Julianne Kirchner

Personal information
- Full name: Julianne Kirchner
- National team: Marshall Islands
- Born: 19 December 1991 (age 34) Florence, Alabama, United States
- Weight: 54 kg (119 lb)

Sport
- Sport: Swimming
- Strokes: Freestyle
- Club: Kwajalein Swim Team
- Coach: Sarah Stepchew

= Julianne Kirchner =

American and Marshallese swimmer

Julianne Kirchner (born December 19, 1991) is an American and Marshallese swimmer, who specialized in sprint freestyle events. Having moved with her family to the Marshall Islands at a very young age because of her father's occupation, Kirchner acquired a dual citizenship to participate internationally for her new homeland in swimming at the 2008 Summer Olympics.
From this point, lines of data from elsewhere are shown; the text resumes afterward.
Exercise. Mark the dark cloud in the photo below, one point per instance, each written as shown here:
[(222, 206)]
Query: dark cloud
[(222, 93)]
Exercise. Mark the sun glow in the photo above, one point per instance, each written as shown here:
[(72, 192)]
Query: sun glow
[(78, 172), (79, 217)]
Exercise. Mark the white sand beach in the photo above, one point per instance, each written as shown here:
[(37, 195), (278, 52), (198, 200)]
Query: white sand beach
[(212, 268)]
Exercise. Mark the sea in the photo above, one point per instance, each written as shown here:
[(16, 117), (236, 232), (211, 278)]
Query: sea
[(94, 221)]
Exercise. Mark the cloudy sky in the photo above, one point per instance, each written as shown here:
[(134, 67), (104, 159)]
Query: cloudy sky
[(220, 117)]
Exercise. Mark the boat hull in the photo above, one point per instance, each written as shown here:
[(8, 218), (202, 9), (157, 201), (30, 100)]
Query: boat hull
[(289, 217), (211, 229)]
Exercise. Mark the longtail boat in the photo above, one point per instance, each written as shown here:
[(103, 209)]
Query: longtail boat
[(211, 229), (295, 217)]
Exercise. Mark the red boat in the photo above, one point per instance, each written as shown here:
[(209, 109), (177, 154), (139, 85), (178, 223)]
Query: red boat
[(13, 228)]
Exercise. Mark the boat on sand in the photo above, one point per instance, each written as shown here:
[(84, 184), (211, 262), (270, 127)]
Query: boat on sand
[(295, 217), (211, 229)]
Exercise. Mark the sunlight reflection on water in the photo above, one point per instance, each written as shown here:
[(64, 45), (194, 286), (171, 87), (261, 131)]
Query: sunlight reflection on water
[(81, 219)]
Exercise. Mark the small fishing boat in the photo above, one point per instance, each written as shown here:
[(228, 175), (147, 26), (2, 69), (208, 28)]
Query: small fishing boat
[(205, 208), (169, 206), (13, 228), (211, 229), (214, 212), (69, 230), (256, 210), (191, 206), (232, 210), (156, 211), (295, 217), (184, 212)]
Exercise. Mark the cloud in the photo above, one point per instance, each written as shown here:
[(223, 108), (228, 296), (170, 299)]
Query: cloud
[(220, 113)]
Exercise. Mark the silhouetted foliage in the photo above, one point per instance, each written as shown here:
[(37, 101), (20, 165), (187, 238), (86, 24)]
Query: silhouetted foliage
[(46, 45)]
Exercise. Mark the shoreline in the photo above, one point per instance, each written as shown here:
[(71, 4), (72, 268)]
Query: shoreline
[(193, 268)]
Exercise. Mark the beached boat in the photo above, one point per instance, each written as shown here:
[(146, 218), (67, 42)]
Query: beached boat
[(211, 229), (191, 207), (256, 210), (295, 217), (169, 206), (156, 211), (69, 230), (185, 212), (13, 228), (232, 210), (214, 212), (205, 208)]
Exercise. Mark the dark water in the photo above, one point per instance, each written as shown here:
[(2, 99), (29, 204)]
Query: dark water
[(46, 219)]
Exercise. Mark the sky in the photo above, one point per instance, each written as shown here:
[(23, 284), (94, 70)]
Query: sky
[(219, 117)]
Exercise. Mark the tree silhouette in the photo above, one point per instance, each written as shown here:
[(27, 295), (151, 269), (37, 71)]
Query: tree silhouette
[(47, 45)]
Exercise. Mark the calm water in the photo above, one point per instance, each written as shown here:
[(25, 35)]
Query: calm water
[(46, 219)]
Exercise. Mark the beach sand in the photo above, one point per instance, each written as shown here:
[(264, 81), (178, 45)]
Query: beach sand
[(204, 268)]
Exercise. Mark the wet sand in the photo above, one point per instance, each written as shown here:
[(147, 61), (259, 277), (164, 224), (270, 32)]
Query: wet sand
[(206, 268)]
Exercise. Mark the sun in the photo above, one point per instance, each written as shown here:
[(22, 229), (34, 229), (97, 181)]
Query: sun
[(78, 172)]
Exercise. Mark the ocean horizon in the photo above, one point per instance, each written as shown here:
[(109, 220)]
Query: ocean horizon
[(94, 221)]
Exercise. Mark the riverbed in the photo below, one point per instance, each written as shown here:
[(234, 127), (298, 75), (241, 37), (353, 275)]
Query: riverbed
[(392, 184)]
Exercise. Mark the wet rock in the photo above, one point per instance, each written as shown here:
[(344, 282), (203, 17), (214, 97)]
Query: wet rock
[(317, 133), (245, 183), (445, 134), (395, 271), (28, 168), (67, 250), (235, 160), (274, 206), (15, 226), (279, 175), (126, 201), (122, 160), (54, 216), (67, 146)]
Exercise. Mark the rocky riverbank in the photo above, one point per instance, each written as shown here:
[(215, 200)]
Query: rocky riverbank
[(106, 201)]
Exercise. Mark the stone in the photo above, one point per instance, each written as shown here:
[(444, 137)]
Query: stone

Kirchner was one of the five athletes to mark an Olympic debut for the Marshall Islands at the 2008 Summer Olympics in Beijing, competing in the women's 50 m freestyle. She established a personal best of 30.42 to take the fourth spot and seventy-fifth overall in heat three of the morning prelims, failing to advance to the top 16 semifinals.

As of 2008, Kirchner was a member of Kwajalein Swim Team in the Marshall Islands under the tutelage of her personal coach Sarah Stepchew.